You know how you are rocking along, things are fine, all is well, you’re on cruise control, clicking off those personal goals and objectives, realizing those lofty ambitions, with the world on a string, sitting on a rainbow, smiling like a Cheshire cat in the cat bird’s seat, saying “Ain’t life grand,” when you hit the wall? You know how out of nowhere comes the news about the blockage, or the malignancy, or the job loss, or the divorce, or fill in the blank from your own life experience. You know how it is to be smashed between the eyes by life at its harshest and worst. You know how we can’t run far enough fast enough, and we just try to bury it, get busy, refocus, and refuse to think about the awful thing. That’s what it is like when chaos comes for a visit.
Life gives us things we don’t want, and we try our best to give them back, to give them away, to get rid of them any way we can through denial, diversion, distraction, evasion, escape, avoidance, addiction. We R-U-N-N-O-F-T any way we can, every way we can, every time we can. And we miss the blessing. Every time life whacks us a good one right in the chops, or plants a big, juicy wet one right on the kisser, the potential for a blessing exists, and we let it go because we are so busy trying to get back to normal, so busy trying to find the life we once had, so busy trying to bless ourselves by getting rid of the dreadful thing, whatever it is, and give ourselves what we want instead. It doesn’t work that way.
We aren’t in control. We don’t drive this thing called life. It’s immune to our directives, ignores our orders, and whacks us a good one ( or a big juicy wet one) from time to time, right in the chops (or the kisser). When that happens, we have to remind ourselves of Jacob, and grab the thing, whatever it is, right back, and grind our face right into its face, look it squarely in its ugly red eye, and say something on the order of, “I’ve got you now you stinking angel of the Lord!
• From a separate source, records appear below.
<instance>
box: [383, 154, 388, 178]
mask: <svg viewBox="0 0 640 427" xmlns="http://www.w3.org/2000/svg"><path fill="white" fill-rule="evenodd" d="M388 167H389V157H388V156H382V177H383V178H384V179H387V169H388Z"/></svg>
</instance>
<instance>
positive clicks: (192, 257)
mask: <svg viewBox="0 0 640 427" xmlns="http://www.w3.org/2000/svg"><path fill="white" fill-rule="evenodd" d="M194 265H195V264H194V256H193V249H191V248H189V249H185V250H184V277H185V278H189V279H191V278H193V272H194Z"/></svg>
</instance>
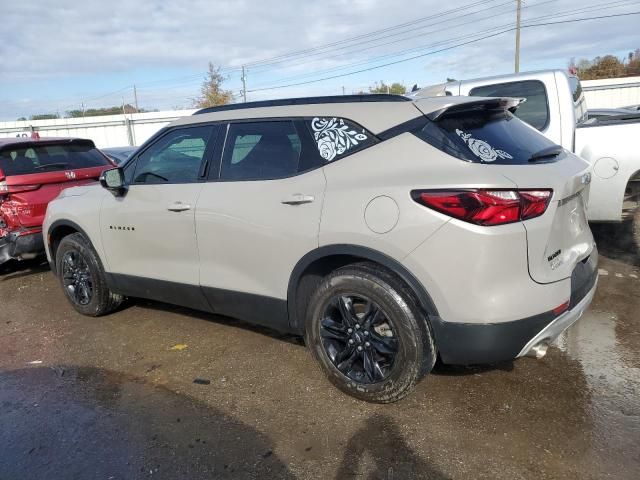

And, I’m not letting you leave without the blessing!”
Sometimes, we have to work for our blessings. Sometimes we have to wade right into what looks to be completely devoid of blessings of any variety, and slog around in the slime, until we are sure we have extracted every bit of the good that is to be found there, and come away with the blessing it brings, after what may seem to be an endless struggle through the dark night of the soul.
And, this kind of work in the service of the blessing is made possible by being in the company of the right kind of others. We come to life in the company of those who are coming to life themselves.